An alternative approach to for exploratory data analysis forms the DocumentTermMatrix or its transpose (TermDocumentMatrix) from the corpus. The process of N-gram tokenization is built into the formation of the matrix. For large data sets like the one used in this project, it is not possible to merely form a matrix out of the DocumentTermMatrix for analysis. What should probably be done is to select the k-th most commonly occuring terms and find their correlations/associations within the corpus. Even with this approach the time taken was found to be prohibitively long. It took hours to find the associations for 400+ 1-gram terms within the corpus comprising 10000 lines from each file (blog, news and twitter).
The text data in the corpus will be separated into a training and a test set, and a prediction model will be built using the training data.
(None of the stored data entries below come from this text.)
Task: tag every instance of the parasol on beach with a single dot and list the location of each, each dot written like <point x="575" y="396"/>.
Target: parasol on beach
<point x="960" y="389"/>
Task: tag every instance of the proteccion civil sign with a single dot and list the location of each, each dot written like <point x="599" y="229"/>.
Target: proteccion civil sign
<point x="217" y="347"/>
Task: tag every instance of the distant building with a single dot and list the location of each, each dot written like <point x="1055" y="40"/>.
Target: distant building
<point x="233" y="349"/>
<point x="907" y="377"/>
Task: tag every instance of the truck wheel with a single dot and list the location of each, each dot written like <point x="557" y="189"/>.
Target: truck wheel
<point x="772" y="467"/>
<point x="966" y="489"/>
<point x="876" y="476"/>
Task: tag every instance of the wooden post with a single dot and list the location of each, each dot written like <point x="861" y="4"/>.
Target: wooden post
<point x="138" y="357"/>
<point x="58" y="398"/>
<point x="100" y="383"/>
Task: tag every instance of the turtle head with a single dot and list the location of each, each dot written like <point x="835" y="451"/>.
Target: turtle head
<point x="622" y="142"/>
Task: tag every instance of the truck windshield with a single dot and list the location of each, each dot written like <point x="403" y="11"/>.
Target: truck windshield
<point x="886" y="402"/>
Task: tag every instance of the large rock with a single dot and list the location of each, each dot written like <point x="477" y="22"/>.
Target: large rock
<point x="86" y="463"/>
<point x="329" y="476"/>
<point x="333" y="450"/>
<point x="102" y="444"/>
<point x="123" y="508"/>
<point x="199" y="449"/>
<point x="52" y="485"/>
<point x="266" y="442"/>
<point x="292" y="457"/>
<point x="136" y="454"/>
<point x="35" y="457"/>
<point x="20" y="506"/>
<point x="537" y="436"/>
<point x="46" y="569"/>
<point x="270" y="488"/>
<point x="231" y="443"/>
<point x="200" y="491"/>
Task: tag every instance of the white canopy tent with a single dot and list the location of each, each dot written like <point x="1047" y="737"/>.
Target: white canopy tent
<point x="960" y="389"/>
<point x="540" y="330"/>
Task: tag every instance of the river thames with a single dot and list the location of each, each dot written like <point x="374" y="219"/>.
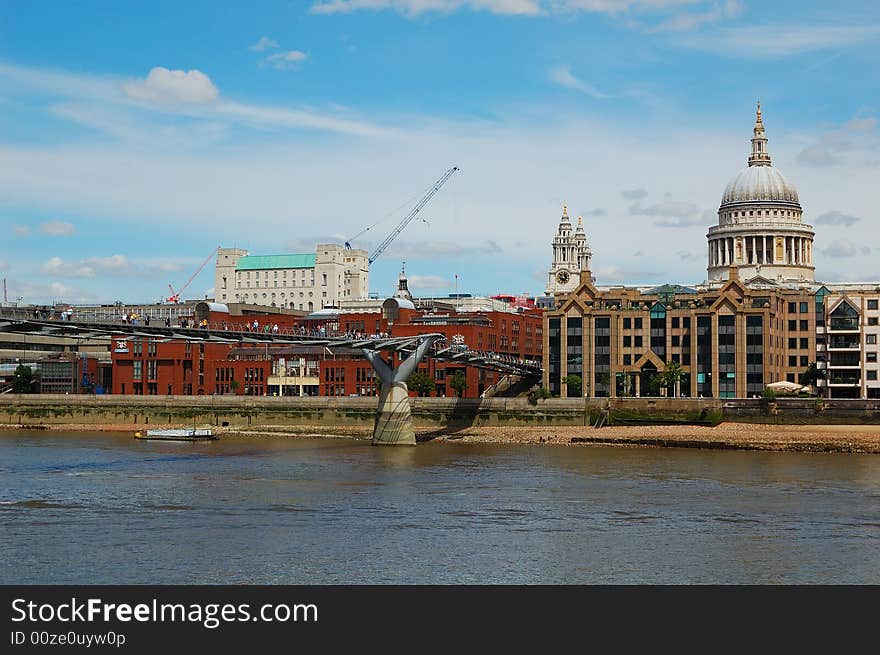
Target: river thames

It is envisaged that the two-gram words can be used in the training such that the predicted output given the first word will be the second word. After the model is created, the test data will be used to evaluate the accuracy of the prediction. If time permits, it may be possible to see if the three-gram tokens can be used fo training such that the first two words be used to predict the next word.
At this time, it is not planned to do prediction for auto-word completion (ie. user types the first few characters of a word and the prediction algorithm attempts to guess which word the user is trying to type).
The words in the preprocessing is not stemmed, so this will also be a starting point in building the prediction algorithm.